Allam is the latest example of Benedict's attempts to re-engage contemporary European secular culture as well. The official Church line is that the decision for the Pope to perform the baptism himself was not extraordinary. Vatican spokesman Father Federico Lombardi emphasized that Allam was just one of seven adults baptized Saturday during an Easter vigil mass, saying that the Pope performed the rite "without making any 'difference of people,' that is, considering all equally important before the love of God and welcoming all in the community of the Church." Nonetheless, Allam's public conversion is another reminder that the Vatican is not shying away from the more prickly questions in its complicated relations with Islam. Benedict has made what he calls a "frank" public conversation with the Muslim world a high priority of his papacy, arguing that Islam should address the violent minority within its ranks by incorporating the theories of "natural law" the way Christianity did with the Western ideas of the Enlightenment.
While scores of top Muslim scholars have engaged the theologian Pope on this and other topics, some radical leaders see him as a prime nemesis. In an audio tape released last week, Osama bin Laden accused Benedict of playing a "large and lengthy role" in a "new Crusade" against Islam, which included the publication in Denmark of cartoons denigrating the prophet Muhammed. Father Lombardi dismissed the accusation, noting that Benedict repeatedly criticized the offensive cartoons.

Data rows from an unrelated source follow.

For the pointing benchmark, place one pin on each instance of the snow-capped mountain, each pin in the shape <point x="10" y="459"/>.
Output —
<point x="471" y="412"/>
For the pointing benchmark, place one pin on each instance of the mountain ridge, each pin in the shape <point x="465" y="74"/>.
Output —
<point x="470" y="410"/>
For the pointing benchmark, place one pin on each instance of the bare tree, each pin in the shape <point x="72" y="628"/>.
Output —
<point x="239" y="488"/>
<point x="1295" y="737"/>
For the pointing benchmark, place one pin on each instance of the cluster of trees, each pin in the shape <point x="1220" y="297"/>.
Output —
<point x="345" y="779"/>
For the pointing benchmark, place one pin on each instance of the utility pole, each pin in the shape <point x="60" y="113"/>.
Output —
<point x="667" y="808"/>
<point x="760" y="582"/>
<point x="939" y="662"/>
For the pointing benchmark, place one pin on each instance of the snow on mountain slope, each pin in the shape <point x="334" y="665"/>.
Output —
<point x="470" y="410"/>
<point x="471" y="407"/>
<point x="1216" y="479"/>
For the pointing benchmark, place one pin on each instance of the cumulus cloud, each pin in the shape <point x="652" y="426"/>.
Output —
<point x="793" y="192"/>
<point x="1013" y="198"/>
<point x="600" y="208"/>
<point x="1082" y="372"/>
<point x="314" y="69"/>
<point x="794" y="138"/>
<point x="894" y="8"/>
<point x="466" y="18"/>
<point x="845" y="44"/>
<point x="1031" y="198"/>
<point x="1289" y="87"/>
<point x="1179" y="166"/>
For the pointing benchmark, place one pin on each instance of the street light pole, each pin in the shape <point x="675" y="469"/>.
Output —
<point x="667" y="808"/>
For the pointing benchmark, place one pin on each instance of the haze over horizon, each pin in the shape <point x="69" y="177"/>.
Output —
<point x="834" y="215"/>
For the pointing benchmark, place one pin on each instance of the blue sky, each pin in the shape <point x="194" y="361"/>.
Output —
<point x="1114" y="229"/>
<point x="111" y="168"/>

The Holy See's diplomacy in the Muslim world stretches well beyond the Pope's words. High on the agenda is the Vatican push for the right to build Christian churches in Muslim-dominated countries. Officials in Rome have been heartened over the past two weeks with news of the first Catholic church opening in Doha, Qatar, and negotiations underway to potentially build one in Saudi Arabia. Still, Church officials say that the question of religious freedom must ultimately also mean freedom to change religion, and note that some Muslims insist that conversion from Islam is apostate, and punishable by death. In 2006, Abdul Rahman, an Afghan convert to Christianity, fled his native country after death threats and arrived in Rome, where he received political asylum from the Italian government and the support of the Pope.